Marc Huerta Osborn

BIO

Marc Huerta Osborn is a Mexican-American writer from the East Bay Area with serious questions about inheritance, language, trauma, and love. In his poems, he plumbs the depths of intergenerational trauma and amnesia, but also explores the ways that art empowers us to fit the fragments of a broken past back together into new, hopeful wholes. He has published poetry and prose in collaborations with artists incarcerated at San Quentin, teaches creative writing to youth of all ages, and has had his poetry featured in Rust and Moth.

nyquil


at midnight her sighs will make harp sounds: the waves

will burrow through cold ground and spaceless

miles, to the place where tides are born.

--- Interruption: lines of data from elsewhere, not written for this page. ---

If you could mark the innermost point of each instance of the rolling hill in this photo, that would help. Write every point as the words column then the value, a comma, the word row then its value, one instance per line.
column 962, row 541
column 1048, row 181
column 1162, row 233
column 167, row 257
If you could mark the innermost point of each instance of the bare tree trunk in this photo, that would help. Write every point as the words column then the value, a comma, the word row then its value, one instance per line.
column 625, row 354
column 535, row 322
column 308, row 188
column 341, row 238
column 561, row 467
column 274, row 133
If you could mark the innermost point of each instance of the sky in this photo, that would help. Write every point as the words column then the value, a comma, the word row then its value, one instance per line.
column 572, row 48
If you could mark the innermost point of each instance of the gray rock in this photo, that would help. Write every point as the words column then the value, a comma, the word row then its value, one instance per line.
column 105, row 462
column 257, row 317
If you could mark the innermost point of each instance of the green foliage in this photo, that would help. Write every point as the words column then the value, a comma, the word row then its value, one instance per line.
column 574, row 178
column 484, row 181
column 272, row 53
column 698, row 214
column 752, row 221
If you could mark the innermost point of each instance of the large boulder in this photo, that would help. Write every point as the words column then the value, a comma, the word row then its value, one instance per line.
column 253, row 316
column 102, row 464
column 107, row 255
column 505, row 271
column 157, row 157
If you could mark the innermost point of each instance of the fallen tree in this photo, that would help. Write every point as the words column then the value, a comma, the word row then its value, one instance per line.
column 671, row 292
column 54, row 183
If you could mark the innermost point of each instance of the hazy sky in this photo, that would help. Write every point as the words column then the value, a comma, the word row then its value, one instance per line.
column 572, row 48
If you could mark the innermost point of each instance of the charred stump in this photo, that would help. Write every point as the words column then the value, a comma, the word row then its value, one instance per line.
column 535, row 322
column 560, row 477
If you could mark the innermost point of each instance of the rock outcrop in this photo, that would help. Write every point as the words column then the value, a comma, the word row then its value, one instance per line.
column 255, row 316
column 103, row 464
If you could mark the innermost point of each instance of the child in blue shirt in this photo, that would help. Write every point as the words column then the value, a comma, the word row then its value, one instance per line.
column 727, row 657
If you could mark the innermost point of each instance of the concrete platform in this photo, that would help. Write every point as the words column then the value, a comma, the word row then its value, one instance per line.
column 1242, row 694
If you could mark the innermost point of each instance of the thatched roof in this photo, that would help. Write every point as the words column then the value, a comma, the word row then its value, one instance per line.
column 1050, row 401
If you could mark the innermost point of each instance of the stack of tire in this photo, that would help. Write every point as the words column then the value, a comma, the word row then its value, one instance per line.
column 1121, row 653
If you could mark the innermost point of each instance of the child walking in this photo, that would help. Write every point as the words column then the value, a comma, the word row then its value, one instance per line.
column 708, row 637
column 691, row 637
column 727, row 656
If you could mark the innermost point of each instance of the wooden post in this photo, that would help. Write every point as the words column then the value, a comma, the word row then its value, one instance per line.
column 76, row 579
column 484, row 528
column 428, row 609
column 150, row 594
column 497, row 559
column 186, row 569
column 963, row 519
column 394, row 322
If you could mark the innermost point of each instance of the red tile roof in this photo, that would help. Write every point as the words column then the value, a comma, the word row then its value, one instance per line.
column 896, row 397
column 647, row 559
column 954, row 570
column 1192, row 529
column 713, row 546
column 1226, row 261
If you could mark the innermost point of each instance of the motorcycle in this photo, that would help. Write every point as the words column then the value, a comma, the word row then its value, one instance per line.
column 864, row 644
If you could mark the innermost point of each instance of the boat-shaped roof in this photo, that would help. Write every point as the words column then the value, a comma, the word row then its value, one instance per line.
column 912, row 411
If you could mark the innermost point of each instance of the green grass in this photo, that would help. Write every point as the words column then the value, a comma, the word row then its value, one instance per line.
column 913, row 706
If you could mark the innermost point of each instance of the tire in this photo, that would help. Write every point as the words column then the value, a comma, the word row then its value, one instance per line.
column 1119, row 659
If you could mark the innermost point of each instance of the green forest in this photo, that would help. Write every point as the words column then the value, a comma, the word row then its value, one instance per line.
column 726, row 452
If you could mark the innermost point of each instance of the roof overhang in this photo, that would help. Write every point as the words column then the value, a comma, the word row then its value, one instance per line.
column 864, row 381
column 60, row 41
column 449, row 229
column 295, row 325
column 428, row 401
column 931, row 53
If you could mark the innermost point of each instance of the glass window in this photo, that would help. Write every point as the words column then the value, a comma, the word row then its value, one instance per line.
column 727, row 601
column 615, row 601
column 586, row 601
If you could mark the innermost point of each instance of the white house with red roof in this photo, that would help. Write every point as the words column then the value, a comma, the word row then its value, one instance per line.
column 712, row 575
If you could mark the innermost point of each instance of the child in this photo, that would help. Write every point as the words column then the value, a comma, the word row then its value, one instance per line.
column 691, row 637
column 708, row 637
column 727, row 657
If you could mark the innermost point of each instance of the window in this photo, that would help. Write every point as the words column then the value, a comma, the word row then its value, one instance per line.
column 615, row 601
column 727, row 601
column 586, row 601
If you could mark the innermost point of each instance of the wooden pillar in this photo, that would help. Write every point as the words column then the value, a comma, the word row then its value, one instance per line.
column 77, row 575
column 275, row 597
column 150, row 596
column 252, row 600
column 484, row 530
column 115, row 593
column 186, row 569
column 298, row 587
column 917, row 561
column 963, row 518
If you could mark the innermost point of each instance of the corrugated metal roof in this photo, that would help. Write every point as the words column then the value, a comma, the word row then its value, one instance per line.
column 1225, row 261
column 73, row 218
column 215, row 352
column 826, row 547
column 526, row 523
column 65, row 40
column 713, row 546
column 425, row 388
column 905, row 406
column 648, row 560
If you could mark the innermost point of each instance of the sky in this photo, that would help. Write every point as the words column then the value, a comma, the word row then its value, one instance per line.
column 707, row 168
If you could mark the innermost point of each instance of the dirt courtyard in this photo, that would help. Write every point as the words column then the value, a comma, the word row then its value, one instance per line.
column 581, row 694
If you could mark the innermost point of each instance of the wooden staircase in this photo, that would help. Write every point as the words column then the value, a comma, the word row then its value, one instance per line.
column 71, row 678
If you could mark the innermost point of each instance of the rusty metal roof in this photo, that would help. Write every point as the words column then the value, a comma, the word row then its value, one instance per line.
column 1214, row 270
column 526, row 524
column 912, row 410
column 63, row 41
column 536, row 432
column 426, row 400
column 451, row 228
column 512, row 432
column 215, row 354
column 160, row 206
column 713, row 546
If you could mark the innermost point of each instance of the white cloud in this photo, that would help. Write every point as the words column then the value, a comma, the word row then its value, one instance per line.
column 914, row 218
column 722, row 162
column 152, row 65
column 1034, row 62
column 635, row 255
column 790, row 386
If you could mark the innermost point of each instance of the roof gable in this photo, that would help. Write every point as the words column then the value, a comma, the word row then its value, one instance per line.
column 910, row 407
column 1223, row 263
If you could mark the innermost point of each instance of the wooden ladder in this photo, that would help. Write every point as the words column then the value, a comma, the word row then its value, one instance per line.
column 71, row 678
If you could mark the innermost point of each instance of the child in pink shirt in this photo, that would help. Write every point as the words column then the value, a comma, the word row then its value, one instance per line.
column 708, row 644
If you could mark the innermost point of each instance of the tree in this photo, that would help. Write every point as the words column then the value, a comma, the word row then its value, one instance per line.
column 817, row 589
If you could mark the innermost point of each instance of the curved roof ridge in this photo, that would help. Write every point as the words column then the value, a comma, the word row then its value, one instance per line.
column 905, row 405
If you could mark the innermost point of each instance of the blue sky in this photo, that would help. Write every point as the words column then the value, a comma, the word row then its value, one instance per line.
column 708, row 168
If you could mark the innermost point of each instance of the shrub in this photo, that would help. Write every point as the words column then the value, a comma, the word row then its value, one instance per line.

I could taste it the first time you loosed opal

rowers out across the moon


waters; how as paddles they flashed

ghost feathers, ablaze in mercury.


stalks of steam, sunflower blossoms, surface tension

of shimmering pools—shadows

dance against the curtains.


just before dawn the rowers settled into reefs, their oars burned

down to the grips. sulfur smoke curled into the


cradle of my tongue. craters, fading from sight,

became your eyelids, alumbrados por la aurora.


            gasps decline from flight to pupil

                        puddle, reflecting two needles stitching

            starwork to glass, over and over again,

                        inching in phase, gas

            to solid, each split second spent stirring awake.


                        did you see the rowers?